The ordinance merely requires the employer to consider the request and follow the above procedures. So, it is lawful for the employer to deny a request. However, any denial must be in writing. The employer must explain the bona fide business reason for the denial and notify the employee of his or her right to request reconsideration within 30 days of the denial. Bona fide business reasons include (1) identifiable costs, such as the cost of productivity loss, retraining or hiring of employees, or transferring employees from one facility to another; (2) detrimental effect on the employer’s ability to meet customer or client demands; (3) inability to organize work among other employees; and (4) insufficiency of work to be performed during the time the employee proposes to work.

Employers are required to retain documentation for a period of three years from the date of any request for a flexible or predictable working arrangement, and must allow the OLSE access to those records, at a mutually agreeable time, in order to monitor employer compliance with the ordinance.

The San Francisco Office of Labor Standards Enforcement (“OLSE”) is the agency charged with enforcing the ordinance. The OLSE will issue a poster informing employees of their rights under the law. Employers must post the poster at any job site where any employee works. Employers will have to post the notice in English, Spanish, Chinese and any language spoken by at least five percent of the employees at the job site.

Employers Covered by the Ordinance

The ordinance applies to all San Francisco employers who regularly employ 20 or more employees, including agents or any other persons, even if employees are hired through a temporary services or staffing agency. The San Francisco Board of Supervisors is considering an amendment specifically applying the ordinance to employers with 20 employees anywhere, rather than 20 employees within San Francisco. The State of California, the federal government, or any local government entities other than the City of San Francisco are exempt from the ordinance.

Eligible Employees

Eligible employees must be “caregivers” within the meaning of the ordinance. They must have worked at least six months for the employer, and must regularly work at least eight hours per week within San Francisco’s geographic boundaries. “Employee” includes participants in any Welfare-to-Work programs including any public assistance program administered by the Human Services Agency, (i.e., CalWORKS), that require a public assistance applicant or recipient to work in exchange for their grant.

The ordinance does not apply to employees covered by collective bargaining agreements, to the extent that the agreement contains a clear, unambiguous waiver of the ordinance’s requirements. Further, exemptions may be granted for City and non-City employees working in public health or public safety positions.

Consequences for Non-compliance

The OLSE is not empowered to second-guess an employer’s legitimate business justification for denying a request. But the OLSE may investigate alleged violations of the ordinance’s procedural requirements and posting obligations. The OLSE may commence administrative proceedings or sue the employer in court.
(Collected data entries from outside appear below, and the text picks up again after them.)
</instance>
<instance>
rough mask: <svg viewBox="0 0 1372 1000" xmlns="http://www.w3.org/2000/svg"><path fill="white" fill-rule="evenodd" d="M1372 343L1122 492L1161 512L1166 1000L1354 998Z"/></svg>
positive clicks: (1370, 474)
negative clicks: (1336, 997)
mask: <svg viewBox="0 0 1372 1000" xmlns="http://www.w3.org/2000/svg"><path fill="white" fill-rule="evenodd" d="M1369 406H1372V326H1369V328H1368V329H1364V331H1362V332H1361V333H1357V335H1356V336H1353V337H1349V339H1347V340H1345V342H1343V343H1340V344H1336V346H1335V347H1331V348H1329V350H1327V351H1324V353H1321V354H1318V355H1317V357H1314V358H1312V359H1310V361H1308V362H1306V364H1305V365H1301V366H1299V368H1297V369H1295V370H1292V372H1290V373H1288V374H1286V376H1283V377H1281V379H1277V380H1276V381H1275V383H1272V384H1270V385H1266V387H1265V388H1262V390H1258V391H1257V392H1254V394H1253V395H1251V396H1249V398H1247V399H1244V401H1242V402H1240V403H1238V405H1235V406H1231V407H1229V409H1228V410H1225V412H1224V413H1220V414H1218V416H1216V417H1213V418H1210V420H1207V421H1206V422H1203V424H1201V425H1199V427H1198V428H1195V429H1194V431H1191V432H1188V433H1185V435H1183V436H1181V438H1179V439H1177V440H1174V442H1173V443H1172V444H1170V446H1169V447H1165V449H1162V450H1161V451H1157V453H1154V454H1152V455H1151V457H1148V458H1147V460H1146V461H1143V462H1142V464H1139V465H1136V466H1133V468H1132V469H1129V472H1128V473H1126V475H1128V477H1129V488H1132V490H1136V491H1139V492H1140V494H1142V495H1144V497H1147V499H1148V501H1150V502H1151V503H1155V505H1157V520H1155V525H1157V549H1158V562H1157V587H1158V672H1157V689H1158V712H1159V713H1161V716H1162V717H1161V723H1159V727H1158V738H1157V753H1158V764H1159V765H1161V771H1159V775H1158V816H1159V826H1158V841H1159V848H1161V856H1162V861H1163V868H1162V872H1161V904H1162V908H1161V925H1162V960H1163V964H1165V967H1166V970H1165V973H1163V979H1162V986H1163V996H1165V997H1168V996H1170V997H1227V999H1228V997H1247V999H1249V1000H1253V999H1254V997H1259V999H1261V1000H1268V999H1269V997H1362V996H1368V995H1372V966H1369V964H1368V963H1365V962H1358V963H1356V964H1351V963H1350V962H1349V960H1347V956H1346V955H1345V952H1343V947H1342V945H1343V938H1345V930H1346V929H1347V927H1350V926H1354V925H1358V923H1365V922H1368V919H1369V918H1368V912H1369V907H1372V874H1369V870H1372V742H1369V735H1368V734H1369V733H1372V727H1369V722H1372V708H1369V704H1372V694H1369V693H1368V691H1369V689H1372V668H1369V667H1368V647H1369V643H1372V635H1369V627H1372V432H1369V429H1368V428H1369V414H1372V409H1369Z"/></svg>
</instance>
During 2014, the OLSE will be issuing only notices and warnings for violations of the ordinance. Thereafter, the OLSE may impose an administrative penalty up to $50.00 per day, and may seek another award of $50.00 per day to each employee whose rights were violated.

The ordinance prohibits retaliation against employees who make requests, seek reconsideration of denials, oppose unlawful employer policies, inform others of their rights, and other protected activity. It appears, however, that only the City may enforce the ordinance. It remains to be seen whether employees will be able to use the ordinance as a predicate for a wrongful termination claim.


California employers with employees working in San Francisco should become familiar with the ordinance’s detailed procedural rules so they properly and timely handle requests for flexible work arrangements. The new ordinance imposes significant administrative and recordkeeping requirements as well. Small businesses will have to ensure they have the resources to comply. Larger companies’ local management must be trained how to respond to scheduling requests that may fall within the ordinance as well.